Os gatos se mudaram para nossa casa há milhares de anos e agora existem bilhões deles. Um biólogo explica como eles fizeram isso sem nem mesmo evoluir.

Há milhares de anos, gatos se mudaram para nossa casa e se multiplicaram em bilhões, sem evoluir, segundo um biólogo.

Enquanto dirigíamos pela escuridão, porém, nosso holofote ocasionalmente iluminava um caçador menor – um felino esbelto e castanho, levemente manchado ou listrado. O brilho pegava o pequeno gato por um momento antes que ele se escondesse nas sombras novamente.

Com base em seu tamanho e aparência, inicialmente presumi que era o animal de estimação de alguém inexplicavelmente perdido na mata. Mas uma análise mais detalhada revelou características distintas: pernas ligeiramente mais longas que as da maioria dos gatos domésticos e uma cauda marcante com ponta preta. Ainda assim, se você visse um pela janela da sua cozinha, seu primeiro pensamento seria “Olha aquele gato bonito no quintal”, não “Como esse gato selvagem africano chegou a Nova Jersey?”

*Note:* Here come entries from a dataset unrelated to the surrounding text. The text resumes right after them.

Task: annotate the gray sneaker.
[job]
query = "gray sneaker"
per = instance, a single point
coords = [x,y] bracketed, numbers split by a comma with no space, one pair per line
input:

Como biólogo evolucionista, passei minha carreira estudando como as espécies se adaptam ao seu ambiente. Minha pesquisa tem foco em répteis, investigando o funcionamento da seleção natural em lagartos.

No entanto, sempre amei e fui fascinado por felinos, desde que adotamos um gato de abrigo quando eu tinha 5 anos. E quanto mais penso nesses gatos selvagens africanos, mais me maravilho com o sucesso evolutivo deles. A fama da espécie é simples: o gato selvagem africano é o ancestral de nossos amados animais de estimação. E, apesar de terem mudado muito pouco, seus descendentes se tornaram dois dos animais de companhia mais populares do mundo. (Os números são incertos, mas a população global de gatos e cães se aproxima de um bilhão para cada.)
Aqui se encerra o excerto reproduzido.